Welche Vorteile bietet die Vernetzung von Energieerzeugern durch das Virtuelle Kraftwerk von Next Kraftwerke? 

Unser Virtuelles Kraftwerk stellt Flexibilität für das System bereit – so wie eine große Batterie. Die digital vernetzten, flexiblen Produzenten und Verbraucher in unserem Next Pool sind in der Lage in Sekunden auf unsere Steuerungssignale zu reagieren. Das nutzen wir, um den Übertragungsnetzbetreibern Regelenergie anzubieten; aber auch, um die Anlagen entlang der Preissignale der Börse zu steuern. Wir lassen sie dann Strom produzieren, wenn die Nachfrage groß ist und Strom verbrauchen, wenn das Angebot groß ist. So tragen wir durch unseren Schwarm an Kleinkraftwerken dazu bei, die Schwankungen aus zu balancieren, die durch die volatile Einspeisung von Strom aus Erneuerbaren Energien entstehen und optimieren gleichzeitig die Gewinne unserer Kunden. Das macht Erneuerbare Energien wirtschaftlicher, was ihren Ausbau fördert und so die Energiewende vorantreibt. Durch die Bereitstellung von Flexibilität aus bestehenden Anlagen sorgen wir außerdem für mehr Effizienz – schließlich müssen nun weniger neue Großspeicher gebaut werden. Davon profitiert das System als Ganzes.

Gibt es bereits Lösungen, wie das virtuelle Kraftwerk von Next Kraftwerke im Rahmen von Demand Response mit Smart-Home Lösungen verbunden werden kann?

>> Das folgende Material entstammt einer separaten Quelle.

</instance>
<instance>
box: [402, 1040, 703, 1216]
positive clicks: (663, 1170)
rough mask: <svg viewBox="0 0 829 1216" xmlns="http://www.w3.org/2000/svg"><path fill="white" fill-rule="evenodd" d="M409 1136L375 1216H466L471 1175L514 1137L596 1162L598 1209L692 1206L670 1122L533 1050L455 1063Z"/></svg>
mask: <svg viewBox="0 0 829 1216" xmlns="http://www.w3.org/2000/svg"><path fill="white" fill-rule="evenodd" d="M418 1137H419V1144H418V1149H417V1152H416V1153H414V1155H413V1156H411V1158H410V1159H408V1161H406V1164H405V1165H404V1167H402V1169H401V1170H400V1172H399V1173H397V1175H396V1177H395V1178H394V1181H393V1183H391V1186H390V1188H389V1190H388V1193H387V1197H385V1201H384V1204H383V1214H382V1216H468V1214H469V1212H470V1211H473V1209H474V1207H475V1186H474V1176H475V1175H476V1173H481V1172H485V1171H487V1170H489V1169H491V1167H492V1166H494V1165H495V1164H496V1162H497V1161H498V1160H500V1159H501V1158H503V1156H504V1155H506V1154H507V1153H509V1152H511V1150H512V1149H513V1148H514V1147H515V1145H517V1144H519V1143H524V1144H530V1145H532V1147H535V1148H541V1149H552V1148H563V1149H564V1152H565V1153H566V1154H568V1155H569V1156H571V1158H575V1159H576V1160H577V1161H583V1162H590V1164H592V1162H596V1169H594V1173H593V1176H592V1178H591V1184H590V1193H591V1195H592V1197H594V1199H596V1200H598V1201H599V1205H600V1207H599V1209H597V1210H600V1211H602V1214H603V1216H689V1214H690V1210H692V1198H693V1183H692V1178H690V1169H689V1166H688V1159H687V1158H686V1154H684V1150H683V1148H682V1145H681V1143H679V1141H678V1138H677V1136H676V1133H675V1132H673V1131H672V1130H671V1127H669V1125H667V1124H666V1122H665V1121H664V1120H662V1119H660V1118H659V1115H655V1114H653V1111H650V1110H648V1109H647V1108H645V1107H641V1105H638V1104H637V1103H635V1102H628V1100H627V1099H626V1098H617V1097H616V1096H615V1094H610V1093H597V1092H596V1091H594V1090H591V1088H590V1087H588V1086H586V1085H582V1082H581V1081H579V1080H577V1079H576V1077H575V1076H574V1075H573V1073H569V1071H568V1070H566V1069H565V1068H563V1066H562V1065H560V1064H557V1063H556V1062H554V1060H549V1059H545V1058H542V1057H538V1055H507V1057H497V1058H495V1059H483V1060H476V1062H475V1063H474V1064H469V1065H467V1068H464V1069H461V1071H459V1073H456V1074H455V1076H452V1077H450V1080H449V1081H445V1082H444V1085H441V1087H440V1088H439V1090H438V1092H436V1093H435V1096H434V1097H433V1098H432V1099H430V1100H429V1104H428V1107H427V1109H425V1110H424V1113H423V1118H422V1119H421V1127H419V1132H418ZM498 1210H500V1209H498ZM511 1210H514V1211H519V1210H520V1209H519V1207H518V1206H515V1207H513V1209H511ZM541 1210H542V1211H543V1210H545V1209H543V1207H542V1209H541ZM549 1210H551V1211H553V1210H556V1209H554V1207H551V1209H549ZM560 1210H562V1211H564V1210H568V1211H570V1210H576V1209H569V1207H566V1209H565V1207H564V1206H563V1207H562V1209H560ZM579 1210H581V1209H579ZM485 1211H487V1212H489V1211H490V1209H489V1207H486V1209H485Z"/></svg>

Ja, in diesem Fall sind wir als Next Kraftwerke in der Regel der Aggregator der Vor-Aggregatoren. Das bedeutet, wir sind die Schnittstelle zwischen Übertragungsnetzbetreiber und Markt, während unser Partner die Schnittstelle zu den Haushalten ist. So arbeiten wir zum Beispiel in den Niederlanden im Rahmen eines Pilotprojekts mit Jedlix zusammen, die eine smart-charging-App für Elektroautos entwickelt haben. Jedlix ist die Schnittstelle zu den Fahrern, wir stellen die Schnittstelle zum Übertragungsnetzbetreiber TenneT dar, um den Strom als Regelenergie anzubieten. In Portugal haben wir mit der japanischen New Energy and Industrial Technology Development Organization ein Forschungsprojekt begleitet, in dem Klimaanlagen vernetzt und deren Flexibilität genutzt wurden, um ihren Stromverbrauch auf Zeiten mit niedrigeren Strompreisen zu verlagern.

Was sind Ihre Pläne für die zukünftige Entwicklung von Next Kraftwerke?

Wir sehen, dass in vielen Ländern die Nachfrage nach Lösungen zum Monitoring, Forecasting und zur Steuerung Erneuerbarer Energien steigt – zum einen, um das Netz auszubalancieren und zum anderen, um zu verstehen, was in den nächsten Stunden auf dem Strommarkt passieren wird. Mit einem immer höheren Anteil Erneuerbarer Energien im System sind Fragen wie „Welche Anlage speist gerade wie viel Strom ein?“, „Wieviel Strom sollte sie besser einspeisen, um wirtschaftlicher zu agieren“ und „Was passiert in vier Stunden?“ zentral für Marktteilnehmer wie Netzbetreiber und Stadtwerke. Hier wollen wir unterstützen. In den vergangenen Jahren haben wir unser Geschäft immer weiter internationalisiert und unsere Expertise erweitert. Wir bieten heute nicht mehr nur den Marktzugang für Erneuerbare Energien über unser eigenes Virtuelles Kraftwerk an, sondern auch eine Software-as-a-Service-Lösung für Dritte, mit der sie selbst ihre Anlagen vernetzen, prognostizieren und steuern können.